Les années qui suivent voient l’avènement de gros projets et malgré le départ d’Aiko en 2006, ils continuent leur direction, et ne renoncent en aucun cas à tout le background féminin qu’elle leur a apporté, la femme demeure force et beauté (en même temps c’est un fait !). Premier studio à Brooklyn, reconnaissance grandissante et invitation à Newcastle : ils monopolisent une énorme partie de la première et importante exposition internationale d’art urbain. Et sans l’avoir désiré ou planifié, mais au moins parce qu’il fallait manger, la fame de la rue, la renommée des galeries, leur évolution les amène à travailler sur différents projets plus commerciaux (mode, musique, photo…).
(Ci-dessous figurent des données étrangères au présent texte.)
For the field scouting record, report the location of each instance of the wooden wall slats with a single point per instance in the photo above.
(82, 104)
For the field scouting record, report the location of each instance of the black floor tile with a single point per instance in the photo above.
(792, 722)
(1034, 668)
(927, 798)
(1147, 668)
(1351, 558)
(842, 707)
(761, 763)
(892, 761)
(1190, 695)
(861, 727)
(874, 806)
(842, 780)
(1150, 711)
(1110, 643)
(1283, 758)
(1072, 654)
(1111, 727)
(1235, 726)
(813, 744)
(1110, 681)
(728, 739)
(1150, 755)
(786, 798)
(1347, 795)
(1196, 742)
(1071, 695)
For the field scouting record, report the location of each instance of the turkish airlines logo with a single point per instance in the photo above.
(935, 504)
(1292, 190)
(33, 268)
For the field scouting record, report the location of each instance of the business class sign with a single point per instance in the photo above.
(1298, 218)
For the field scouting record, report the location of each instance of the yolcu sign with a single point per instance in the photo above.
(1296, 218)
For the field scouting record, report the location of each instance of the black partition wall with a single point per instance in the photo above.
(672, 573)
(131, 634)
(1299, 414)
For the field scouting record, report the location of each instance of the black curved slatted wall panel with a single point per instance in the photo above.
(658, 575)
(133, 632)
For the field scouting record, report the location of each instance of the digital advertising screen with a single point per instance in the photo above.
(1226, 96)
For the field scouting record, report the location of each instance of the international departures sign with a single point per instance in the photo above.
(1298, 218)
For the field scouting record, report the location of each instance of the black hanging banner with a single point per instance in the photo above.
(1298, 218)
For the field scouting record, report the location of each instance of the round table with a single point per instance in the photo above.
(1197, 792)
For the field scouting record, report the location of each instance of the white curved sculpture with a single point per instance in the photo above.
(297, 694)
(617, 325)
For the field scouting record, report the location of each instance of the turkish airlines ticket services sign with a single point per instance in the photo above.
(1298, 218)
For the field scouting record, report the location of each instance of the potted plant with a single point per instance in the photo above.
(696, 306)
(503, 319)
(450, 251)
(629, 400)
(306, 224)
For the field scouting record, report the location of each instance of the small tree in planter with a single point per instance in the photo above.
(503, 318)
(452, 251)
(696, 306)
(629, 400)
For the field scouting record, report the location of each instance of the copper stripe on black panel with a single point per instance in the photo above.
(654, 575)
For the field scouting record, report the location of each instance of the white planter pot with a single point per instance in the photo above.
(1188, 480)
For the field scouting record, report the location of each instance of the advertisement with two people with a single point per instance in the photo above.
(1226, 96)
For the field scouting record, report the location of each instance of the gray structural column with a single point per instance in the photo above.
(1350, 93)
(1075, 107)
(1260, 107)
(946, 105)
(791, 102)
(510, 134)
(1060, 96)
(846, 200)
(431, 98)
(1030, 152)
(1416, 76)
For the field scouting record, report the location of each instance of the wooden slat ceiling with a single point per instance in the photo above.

Loin de leur culture, le retour à la complète implication dans les créations purement artistiques devient une nécessité. Noble résolution. Peut-être utopique en un certain temps. Mais concentration des esprits et conjonction du talent, un incroyable show se profile avec les grands Swoon et Dave Ellis. Première véritable exposition collaborative The Burning House, les quatre artistes prennent le temps de composer une œuvre digne d’une symphonie punk à 3 guitares. Les murs, portes et fenêtres sont complètement recouverts de créations faites ensembles, ce qui donnera l’une des meilleures collaborations artistiques orchestrées par des street artistes.

De Bret the Hitman à Mao

Du légendaire Faile dog à Bret the Hitman (catcheur qui vous accueille en ce moment sur son site web), de Mao à Ganesh, en passant par les Bunny kids ou les diverses demoiselles (la célèbre Faile Girl inspiration manga, celle au papillon, celle tourmentée, celle qui fuit un dinosaure sorti tout droit de Marvel…), Faile a rempli un répertoire de personnages, de situations et de genres qui ne peuvent que leur donner une dimension incomparable à un quelconque autre artiste, comme on le ferait pour Fairey ou D*Face. Leurs deux dernières expos solos en 2007, From Brooklyn with Love à la Lazarides Gallery de Londres et Nothing Lasts Forever à Manhattan, ont parfaitement rendu hommage à ces presque 10 années de création, en ne laissant que peu de leurs célèbres personnages de côté.